The channel has 1,100 videos, but the momentum on long-form has stalled. The Shorts machine is running — consistent output, views in the tens and hundreds of thousands — but Shorts aren't building the YouTube subscriber base the same way long-form does. They feed an impulse viewer; they don't reliably convert to loyal subscribers.
Without long-form driving new subs, the channel relies entirely on Shorts to introduce new people to Jon Kung — and Shorts don't carry enough context to explain why this creator is different from every other cooking channel.
The Prescription
Reframe long-form titles around the creator's POV, not the recipe.
Jon Kung's angle isn't "here's how to make this dish." It's "here's what I know about flavor that you don't — and here's why my background gives me that insight." Every long-form title should position Jon as the person with the unusual lens, not the competent instructor.
Apply this to existing video types:
"How to Make Nasi Goreng with Fresh Balinese Spices" → "The Indonesian Technique That Fixed My Chinese Fried Rice"
"Flavor-Packed Skillet Roast Chicken with Balinese Paste" → "I Brought a Balinese Spice Paste Home. Here's What It Changed."
"My Favorite Soy Sauces for Cooking Chinese Food" → "Why Most People Are Buying the Wrong Soy Sauce (I Tested 8)"
The pattern: Jon's perspective + a specific claim or revelation. Not a tutorial, a transfer of knowledge from someone who has a reason to know.
Build a recurring long-form series that makes the third-culture thesis visible.
Jon Kung needs a container — a named series that viewers can track and subscribe around. Something like: "Third Culture Kitchen" — each episode takes one cultural technique or ingredient and shows how it changes what you thought you knew about a completely different cuisine.
Episode 1: "How Japanese Dashi Technique Changed My Chinese Stocks"
Episode 2: "The Balinese Spice Principles That Unlocked My BBQ"
Episode 3: "Why Detroit Taught Me to Cook More Like a Chinese Chef"

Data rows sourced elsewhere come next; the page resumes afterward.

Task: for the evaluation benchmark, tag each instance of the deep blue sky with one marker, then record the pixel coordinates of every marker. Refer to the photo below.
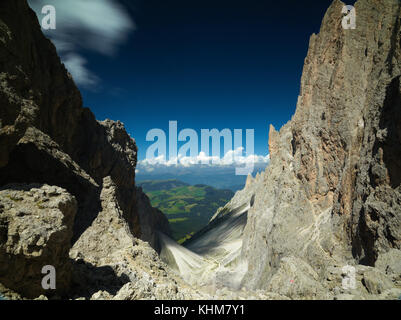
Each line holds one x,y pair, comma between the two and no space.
208,64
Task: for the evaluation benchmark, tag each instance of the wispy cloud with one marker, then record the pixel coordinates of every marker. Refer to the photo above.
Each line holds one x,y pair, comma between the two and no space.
97,25
233,158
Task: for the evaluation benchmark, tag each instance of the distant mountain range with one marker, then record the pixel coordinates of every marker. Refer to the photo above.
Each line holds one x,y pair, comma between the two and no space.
216,177
188,208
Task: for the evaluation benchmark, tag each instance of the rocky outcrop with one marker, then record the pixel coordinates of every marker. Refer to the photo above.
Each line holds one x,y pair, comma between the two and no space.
35,230
48,138
331,194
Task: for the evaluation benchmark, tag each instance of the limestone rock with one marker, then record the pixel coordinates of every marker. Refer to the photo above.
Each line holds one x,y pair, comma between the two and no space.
35,230
331,194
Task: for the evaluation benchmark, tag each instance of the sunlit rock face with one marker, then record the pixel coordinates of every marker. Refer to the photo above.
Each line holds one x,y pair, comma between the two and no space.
331,194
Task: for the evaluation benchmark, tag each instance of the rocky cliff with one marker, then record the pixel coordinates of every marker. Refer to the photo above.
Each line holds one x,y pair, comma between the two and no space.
331,194
48,141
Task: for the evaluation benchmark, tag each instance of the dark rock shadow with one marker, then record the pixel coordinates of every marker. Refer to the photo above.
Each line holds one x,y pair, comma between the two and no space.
88,279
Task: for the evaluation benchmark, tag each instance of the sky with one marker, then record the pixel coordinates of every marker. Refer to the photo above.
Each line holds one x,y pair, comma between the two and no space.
205,64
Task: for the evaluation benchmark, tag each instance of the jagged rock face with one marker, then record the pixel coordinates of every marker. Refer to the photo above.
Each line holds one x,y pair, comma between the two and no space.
47,137
38,94
45,134
331,194
35,230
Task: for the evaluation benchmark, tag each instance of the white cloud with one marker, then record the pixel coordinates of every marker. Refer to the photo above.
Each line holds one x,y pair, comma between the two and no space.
97,25
76,65
232,158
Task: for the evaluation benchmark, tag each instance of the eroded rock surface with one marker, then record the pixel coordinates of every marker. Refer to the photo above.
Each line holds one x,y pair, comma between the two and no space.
35,230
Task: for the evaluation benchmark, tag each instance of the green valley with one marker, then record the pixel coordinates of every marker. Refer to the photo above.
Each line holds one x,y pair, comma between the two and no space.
188,208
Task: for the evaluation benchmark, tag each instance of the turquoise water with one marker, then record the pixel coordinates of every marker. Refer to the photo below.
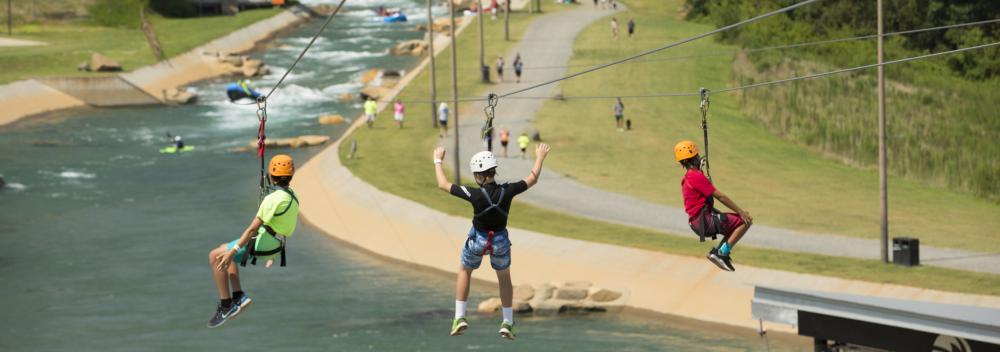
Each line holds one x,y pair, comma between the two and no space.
107,239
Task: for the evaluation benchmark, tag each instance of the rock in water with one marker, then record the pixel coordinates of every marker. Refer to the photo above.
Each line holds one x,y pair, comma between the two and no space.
490,305
101,63
605,295
571,293
524,293
331,120
369,76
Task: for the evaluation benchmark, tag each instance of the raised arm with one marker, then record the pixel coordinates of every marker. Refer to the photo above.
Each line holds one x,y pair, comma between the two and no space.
541,150
443,183
722,197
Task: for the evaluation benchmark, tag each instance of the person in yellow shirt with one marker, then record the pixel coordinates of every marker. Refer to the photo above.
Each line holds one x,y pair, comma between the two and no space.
371,107
263,239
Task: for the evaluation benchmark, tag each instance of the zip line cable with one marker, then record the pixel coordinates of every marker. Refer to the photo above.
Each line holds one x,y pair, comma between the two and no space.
780,47
749,86
668,46
306,49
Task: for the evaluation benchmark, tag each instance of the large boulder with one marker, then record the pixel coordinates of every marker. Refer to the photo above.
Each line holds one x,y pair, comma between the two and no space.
603,295
374,92
177,96
414,47
101,63
331,120
490,305
571,293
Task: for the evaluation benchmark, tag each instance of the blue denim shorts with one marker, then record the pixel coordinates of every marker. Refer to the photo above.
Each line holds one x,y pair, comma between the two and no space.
475,245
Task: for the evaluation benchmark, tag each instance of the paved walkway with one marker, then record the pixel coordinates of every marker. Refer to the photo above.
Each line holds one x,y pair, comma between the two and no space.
567,195
9,42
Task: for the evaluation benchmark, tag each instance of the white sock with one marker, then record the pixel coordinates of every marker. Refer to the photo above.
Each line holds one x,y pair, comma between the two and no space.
459,309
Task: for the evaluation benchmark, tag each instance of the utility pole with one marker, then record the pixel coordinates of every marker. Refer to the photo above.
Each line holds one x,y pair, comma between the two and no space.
454,89
484,71
506,21
430,49
882,175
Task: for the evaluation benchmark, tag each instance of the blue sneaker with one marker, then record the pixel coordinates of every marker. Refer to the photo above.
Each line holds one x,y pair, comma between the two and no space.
222,315
241,304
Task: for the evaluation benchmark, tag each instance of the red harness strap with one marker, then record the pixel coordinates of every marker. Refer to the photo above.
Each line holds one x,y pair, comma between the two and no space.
489,243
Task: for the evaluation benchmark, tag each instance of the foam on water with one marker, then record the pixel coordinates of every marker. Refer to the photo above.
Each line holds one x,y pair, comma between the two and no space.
344,55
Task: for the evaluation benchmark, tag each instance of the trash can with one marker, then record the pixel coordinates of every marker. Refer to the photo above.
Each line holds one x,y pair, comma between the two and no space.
486,74
906,251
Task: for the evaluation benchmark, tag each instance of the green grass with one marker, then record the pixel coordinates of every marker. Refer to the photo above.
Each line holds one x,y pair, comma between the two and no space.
72,43
781,183
398,162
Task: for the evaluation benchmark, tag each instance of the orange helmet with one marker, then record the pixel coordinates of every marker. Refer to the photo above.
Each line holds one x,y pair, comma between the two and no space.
685,150
281,165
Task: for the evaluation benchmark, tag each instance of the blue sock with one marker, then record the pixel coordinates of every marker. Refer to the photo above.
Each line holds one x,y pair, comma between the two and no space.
725,248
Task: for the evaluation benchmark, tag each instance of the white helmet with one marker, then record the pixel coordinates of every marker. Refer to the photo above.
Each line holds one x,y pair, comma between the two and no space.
482,161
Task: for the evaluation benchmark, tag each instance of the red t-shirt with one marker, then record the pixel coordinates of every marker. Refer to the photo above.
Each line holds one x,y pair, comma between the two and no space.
695,188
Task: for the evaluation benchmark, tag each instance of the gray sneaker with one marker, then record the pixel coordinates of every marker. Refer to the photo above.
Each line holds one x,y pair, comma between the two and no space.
222,315
241,304
721,261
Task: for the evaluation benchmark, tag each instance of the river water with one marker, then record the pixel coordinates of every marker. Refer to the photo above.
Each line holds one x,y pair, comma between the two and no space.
106,238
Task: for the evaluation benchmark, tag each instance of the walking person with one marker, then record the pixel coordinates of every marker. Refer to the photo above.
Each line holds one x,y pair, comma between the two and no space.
619,111
614,28
488,236
263,239
443,119
699,200
398,110
518,66
504,140
371,107
499,67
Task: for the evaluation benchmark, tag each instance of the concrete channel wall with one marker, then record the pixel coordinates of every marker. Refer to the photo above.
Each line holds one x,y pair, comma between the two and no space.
144,86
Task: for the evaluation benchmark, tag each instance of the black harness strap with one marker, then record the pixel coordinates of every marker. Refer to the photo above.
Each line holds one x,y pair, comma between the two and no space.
493,206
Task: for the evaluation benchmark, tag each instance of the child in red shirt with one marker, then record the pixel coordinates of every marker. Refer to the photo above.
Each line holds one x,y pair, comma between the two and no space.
699,195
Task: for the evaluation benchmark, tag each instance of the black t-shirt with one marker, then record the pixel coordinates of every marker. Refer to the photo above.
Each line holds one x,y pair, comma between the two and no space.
492,220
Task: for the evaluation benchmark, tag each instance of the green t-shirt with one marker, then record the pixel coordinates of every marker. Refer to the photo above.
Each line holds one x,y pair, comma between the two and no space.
283,224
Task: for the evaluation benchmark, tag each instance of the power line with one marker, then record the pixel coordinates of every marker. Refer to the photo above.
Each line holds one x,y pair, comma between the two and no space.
756,85
306,49
780,47
668,46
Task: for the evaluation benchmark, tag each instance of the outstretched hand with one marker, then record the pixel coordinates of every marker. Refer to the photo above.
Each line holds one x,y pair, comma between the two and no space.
542,150
224,260
745,215
439,153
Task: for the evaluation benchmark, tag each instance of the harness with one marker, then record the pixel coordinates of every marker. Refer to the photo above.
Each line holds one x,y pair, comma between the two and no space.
493,207
252,252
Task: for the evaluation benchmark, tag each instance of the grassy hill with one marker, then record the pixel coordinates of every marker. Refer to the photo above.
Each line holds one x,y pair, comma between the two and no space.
782,181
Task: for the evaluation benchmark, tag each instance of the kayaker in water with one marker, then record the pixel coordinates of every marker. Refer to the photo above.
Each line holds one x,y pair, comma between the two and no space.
263,239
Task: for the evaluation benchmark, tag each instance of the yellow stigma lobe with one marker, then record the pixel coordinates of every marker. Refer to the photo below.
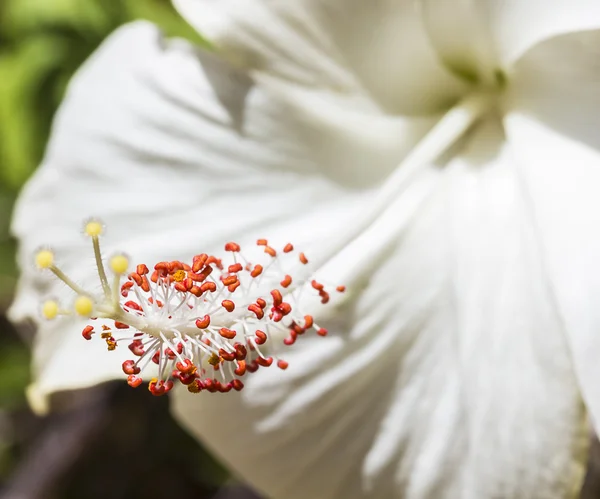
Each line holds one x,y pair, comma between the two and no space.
44,259
50,309
84,305
93,228
119,264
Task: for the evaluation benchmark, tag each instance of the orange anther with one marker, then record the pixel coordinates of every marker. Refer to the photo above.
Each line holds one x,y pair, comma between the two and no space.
240,370
236,267
287,280
129,367
203,323
228,280
256,271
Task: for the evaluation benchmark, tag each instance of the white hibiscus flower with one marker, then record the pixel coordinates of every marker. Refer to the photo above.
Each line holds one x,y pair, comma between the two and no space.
440,157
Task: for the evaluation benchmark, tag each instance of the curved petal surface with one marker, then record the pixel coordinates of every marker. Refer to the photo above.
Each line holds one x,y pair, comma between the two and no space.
380,47
553,128
448,376
177,153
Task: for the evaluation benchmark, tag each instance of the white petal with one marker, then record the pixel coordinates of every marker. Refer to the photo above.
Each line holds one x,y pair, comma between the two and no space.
177,153
449,376
517,25
554,130
379,46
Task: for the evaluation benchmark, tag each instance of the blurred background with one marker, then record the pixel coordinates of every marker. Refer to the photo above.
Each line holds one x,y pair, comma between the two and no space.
110,441
107,442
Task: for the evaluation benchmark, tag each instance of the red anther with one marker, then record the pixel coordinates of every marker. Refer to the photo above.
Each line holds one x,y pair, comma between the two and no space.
308,321
136,278
257,270
157,388
291,339
197,277
125,288
261,337
277,298
87,332
259,312
284,309
232,247
264,362
240,351
196,386
227,356
227,333
185,379
228,305
208,286
129,367
203,323
199,261
236,267
134,381
133,305
186,367
174,266
162,267
230,279
240,370
137,348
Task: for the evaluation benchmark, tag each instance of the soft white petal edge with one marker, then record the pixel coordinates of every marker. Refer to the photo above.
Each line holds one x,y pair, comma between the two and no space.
449,375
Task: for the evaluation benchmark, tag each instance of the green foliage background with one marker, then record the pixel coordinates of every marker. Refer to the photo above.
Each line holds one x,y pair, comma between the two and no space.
42,43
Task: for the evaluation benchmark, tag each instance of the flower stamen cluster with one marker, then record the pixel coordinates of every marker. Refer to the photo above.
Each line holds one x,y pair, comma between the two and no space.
204,324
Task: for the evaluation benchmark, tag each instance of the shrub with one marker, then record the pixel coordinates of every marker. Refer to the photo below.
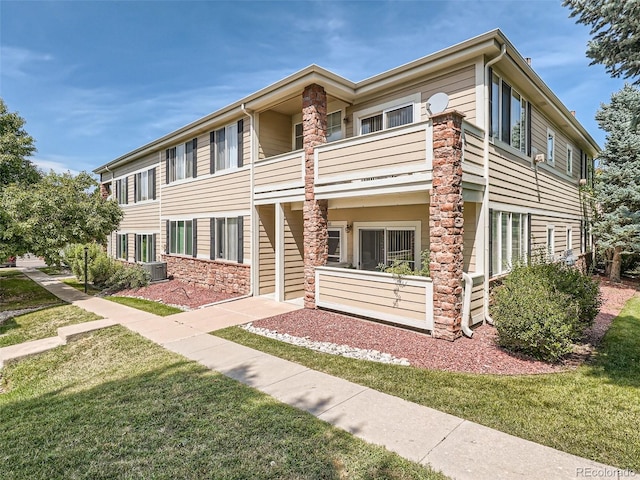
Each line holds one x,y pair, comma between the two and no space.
542,308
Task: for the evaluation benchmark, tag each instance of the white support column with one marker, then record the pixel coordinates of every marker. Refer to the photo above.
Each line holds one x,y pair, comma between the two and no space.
279,294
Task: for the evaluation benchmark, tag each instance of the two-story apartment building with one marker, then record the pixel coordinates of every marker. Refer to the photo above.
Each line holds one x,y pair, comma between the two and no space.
304,188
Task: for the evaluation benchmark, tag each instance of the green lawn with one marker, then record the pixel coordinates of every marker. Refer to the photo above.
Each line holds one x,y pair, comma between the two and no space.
41,324
150,306
593,412
113,405
17,291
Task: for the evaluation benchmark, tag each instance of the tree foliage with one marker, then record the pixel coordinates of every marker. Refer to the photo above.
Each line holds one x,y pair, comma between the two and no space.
15,146
617,192
615,27
44,217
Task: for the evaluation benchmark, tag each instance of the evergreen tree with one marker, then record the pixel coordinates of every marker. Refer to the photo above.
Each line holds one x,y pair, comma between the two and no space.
15,146
615,27
617,190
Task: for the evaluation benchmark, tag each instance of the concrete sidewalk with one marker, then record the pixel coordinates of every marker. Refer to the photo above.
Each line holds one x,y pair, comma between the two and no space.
459,448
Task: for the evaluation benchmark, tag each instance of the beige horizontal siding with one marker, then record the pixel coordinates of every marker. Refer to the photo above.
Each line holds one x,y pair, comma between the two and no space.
283,172
276,133
402,150
513,181
221,193
141,218
385,298
266,249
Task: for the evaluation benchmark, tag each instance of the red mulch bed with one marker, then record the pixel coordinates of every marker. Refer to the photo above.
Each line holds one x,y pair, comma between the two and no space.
479,354
178,293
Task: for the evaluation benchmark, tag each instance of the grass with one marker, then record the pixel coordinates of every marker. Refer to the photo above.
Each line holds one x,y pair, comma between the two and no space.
592,412
17,291
113,405
149,306
72,282
41,324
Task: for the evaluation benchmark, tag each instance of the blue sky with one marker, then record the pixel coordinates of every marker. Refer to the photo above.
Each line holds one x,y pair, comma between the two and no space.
97,79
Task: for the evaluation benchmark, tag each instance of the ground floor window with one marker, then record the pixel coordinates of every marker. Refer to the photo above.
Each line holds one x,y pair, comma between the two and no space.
145,248
508,240
227,239
121,246
379,245
181,236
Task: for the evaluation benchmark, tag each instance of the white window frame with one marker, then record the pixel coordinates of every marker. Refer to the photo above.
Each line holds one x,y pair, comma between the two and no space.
416,226
151,248
340,227
551,147
551,241
185,240
497,241
414,99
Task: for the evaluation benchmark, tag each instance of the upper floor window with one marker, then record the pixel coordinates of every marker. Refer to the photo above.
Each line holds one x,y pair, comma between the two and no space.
334,126
227,147
144,185
181,161
510,119
389,115
122,191
551,147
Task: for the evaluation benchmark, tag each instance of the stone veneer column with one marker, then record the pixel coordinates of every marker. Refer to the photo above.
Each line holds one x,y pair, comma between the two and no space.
314,131
446,225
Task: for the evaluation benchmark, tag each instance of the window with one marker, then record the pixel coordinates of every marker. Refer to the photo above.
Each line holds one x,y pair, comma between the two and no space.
122,194
334,126
226,147
510,119
122,246
508,240
383,245
145,248
298,138
551,147
144,185
387,119
335,245
227,239
181,161
181,237
551,244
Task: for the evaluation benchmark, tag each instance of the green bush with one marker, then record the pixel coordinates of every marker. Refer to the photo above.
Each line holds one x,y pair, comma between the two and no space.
542,308
103,271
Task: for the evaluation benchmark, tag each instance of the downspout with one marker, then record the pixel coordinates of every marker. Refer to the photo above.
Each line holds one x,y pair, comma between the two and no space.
485,200
466,304
252,248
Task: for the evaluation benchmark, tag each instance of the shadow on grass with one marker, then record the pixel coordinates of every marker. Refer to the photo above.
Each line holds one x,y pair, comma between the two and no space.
177,420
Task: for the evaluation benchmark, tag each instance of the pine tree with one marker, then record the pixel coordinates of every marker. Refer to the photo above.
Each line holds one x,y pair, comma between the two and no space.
615,27
617,190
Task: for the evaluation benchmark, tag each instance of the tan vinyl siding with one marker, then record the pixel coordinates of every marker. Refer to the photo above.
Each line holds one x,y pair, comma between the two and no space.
142,218
266,217
276,133
401,150
470,230
473,149
285,172
293,254
223,192
515,182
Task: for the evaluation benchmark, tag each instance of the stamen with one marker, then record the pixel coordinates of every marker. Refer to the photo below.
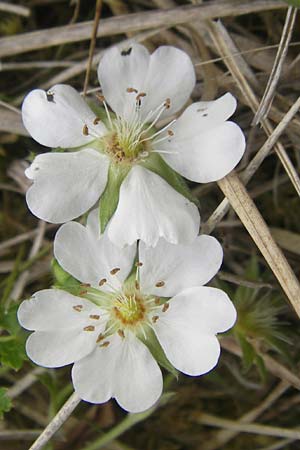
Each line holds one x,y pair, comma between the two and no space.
89,328
100,97
130,90
138,264
102,281
94,316
100,338
140,96
50,96
121,333
165,307
78,308
167,103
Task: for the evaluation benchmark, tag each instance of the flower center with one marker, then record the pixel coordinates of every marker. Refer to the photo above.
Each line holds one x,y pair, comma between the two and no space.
129,309
129,138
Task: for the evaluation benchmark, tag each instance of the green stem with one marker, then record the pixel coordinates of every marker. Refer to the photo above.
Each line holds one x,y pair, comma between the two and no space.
129,421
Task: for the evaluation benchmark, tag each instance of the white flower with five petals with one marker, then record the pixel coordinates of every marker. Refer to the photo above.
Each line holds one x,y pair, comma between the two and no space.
202,145
106,329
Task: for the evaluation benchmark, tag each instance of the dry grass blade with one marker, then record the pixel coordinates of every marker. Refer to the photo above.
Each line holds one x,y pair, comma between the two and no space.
14,9
56,422
252,167
226,48
92,45
269,93
222,437
252,220
22,43
255,428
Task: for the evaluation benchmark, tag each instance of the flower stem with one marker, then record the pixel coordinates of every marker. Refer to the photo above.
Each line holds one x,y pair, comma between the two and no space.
56,422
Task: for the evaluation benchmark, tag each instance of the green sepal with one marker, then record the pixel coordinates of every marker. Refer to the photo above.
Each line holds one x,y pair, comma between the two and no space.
63,280
5,402
157,351
12,344
249,353
12,352
110,197
295,3
156,164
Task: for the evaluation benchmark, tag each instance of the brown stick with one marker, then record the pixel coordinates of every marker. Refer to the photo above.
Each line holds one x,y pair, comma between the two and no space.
25,42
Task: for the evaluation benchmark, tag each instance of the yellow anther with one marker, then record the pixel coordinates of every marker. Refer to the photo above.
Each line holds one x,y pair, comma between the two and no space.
130,90
78,308
89,328
102,281
94,316
165,307
121,333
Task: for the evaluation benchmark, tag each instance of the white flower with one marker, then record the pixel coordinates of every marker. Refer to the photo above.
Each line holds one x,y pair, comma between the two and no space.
141,89
106,329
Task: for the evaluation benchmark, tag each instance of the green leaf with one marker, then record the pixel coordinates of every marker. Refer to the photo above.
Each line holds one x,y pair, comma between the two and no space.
293,3
110,197
12,352
248,351
156,164
63,280
157,352
9,321
261,367
5,402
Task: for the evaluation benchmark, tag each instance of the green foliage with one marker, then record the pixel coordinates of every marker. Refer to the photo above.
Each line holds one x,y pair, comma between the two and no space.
156,164
12,339
110,197
63,280
156,350
258,324
5,402
295,3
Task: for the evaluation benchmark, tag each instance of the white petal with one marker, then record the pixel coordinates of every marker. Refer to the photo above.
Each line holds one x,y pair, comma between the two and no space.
125,370
53,309
179,266
61,347
167,73
170,75
89,258
149,208
200,117
57,120
65,185
186,330
120,69
208,156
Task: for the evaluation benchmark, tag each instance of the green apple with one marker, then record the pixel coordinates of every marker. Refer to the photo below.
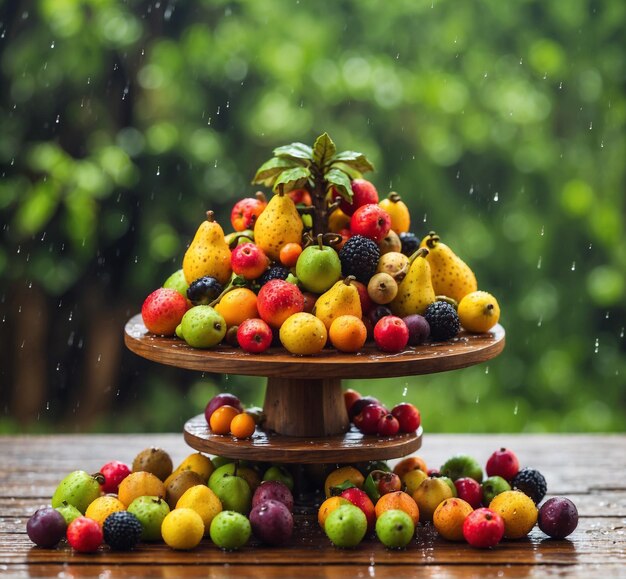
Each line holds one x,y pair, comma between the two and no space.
346,526
177,282
462,465
230,530
150,511
318,267
395,529
203,327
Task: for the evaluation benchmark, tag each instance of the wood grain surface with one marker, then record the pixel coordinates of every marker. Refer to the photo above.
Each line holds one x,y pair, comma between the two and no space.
590,470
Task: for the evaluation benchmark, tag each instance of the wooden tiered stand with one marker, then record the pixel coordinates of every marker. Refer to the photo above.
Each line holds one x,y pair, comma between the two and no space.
306,420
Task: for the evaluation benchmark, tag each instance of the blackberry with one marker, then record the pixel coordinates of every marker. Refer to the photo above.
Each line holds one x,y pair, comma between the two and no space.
204,290
410,243
359,257
532,483
275,272
122,531
443,321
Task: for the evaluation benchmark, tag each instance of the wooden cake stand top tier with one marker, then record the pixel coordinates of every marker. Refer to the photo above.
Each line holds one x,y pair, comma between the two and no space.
464,350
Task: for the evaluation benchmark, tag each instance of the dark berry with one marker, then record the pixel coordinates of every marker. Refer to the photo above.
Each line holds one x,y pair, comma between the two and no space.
410,243
122,531
359,257
532,483
274,272
443,321
203,290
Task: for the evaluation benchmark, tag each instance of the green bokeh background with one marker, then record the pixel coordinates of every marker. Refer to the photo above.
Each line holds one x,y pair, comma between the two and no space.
500,123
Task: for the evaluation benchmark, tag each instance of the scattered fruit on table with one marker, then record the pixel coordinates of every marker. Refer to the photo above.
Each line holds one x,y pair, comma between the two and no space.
324,223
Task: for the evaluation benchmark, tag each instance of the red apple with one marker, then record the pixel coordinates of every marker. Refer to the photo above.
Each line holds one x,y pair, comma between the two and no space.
391,334
363,193
360,499
408,416
470,491
483,528
222,399
254,335
277,300
163,310
371,221
249,260
246,211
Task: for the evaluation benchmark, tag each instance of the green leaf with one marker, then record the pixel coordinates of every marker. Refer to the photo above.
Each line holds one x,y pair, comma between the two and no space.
268,171
292,179
354,159
340,180
295,150
323,150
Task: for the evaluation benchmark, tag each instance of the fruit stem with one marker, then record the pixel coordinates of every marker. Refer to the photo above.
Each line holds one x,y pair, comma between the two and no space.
421,252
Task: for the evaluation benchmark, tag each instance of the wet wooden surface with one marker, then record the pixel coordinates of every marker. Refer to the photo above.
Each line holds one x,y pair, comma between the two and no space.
590,470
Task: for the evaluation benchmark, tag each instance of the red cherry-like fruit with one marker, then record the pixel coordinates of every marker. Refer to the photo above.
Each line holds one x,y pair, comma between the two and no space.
222,399
367,420
163,310
388,425
391,334
470,491
254,335
249,260
371,221
363,193
408,416
360,499
503,463
84,535
114,473
483,528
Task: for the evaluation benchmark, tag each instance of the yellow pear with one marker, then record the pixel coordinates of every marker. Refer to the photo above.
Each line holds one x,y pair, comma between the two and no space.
278,224
415,291
208,253
340,300
451,276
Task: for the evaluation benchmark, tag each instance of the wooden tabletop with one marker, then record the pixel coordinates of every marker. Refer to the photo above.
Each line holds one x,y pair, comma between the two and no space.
590,470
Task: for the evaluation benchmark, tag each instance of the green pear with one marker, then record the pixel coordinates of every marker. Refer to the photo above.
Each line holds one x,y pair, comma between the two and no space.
318,267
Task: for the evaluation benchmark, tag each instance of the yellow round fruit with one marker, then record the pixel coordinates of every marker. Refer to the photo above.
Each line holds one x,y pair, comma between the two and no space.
341,475
518,512
182,529
204,501
328,506
449,517
303,334
140,484
102,507
479,312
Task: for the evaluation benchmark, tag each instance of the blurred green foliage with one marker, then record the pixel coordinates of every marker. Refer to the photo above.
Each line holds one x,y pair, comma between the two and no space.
501,124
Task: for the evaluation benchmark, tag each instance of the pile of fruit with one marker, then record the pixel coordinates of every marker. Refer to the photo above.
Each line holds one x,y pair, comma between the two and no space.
325,260
229,502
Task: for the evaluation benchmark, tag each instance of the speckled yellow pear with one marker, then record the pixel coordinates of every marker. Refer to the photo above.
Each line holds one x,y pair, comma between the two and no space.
415,291
340,300
208,253
278,224
451,276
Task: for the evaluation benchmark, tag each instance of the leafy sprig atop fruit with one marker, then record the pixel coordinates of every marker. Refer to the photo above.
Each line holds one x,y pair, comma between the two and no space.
320,169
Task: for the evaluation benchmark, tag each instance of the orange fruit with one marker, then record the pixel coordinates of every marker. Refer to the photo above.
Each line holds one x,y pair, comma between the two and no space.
238,305
328,506
398,500
347,333
242,425
222,417
289,254
139,484
408,464
449,517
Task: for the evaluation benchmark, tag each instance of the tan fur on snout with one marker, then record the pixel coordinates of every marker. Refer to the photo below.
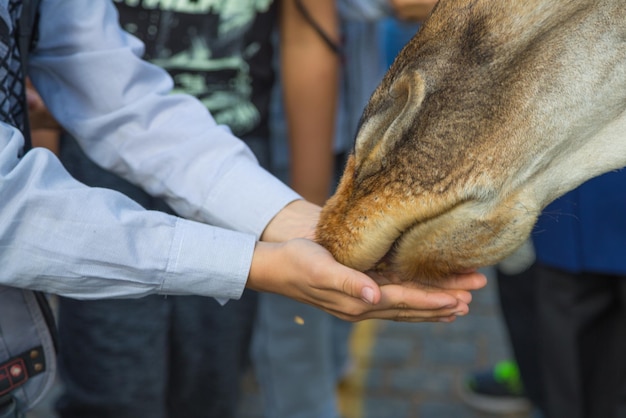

This structure does three things. It gives the Shorts a natural home (clips from a named series perform better than clips from one-off videos). It makes the POV legible to new visitors in under 5 seconds. And it gives Jon a reason to post long-form again beyond "here's a recipe."
Use Shorts as funnels, not standalone content.
The Shorts are working — 100-220K+ on the best ones. But without a long-form destination to drive toward, they're not compounding.
The fix is mechanical: every high-performing Short needs a corresponding long-form video that goes deeper on the same idea. "Stop Buying Chicken" → a long-form video titled "The Protein Strategy That Saved My Grocery Budget (A Chef's Approach)." "Why You Don't Need Day-Old Rice for Fried Rice" → "Every Fried Rice Myth, Tested in My Kitchen."
Shorts introduce. Long-form converts. Right now the introduction is happening but the conversion path doesn't exist.
The Prognosis
Jon Kung's foundation is stronger than their numbers suggest. The voice is there. The knowledge is real. The cultural perspective is genuinely differentiated.
If the next 6-8 long-form videos apply the POV-first title strategy and build toward a named series, the click-through rate on those videos should improve meaningfully — the channel average is likely sitting well below the 4-5% benchmark, and title reframing alone can move it. The bigger opportunity is compounding: a creator with Jon Kung's actual credentials, making videos that finally signal those credentials in the first five words of the title, has a clear path from 644K to 1.5M+.
The cooking is already there. The packaging just has to catch up to it.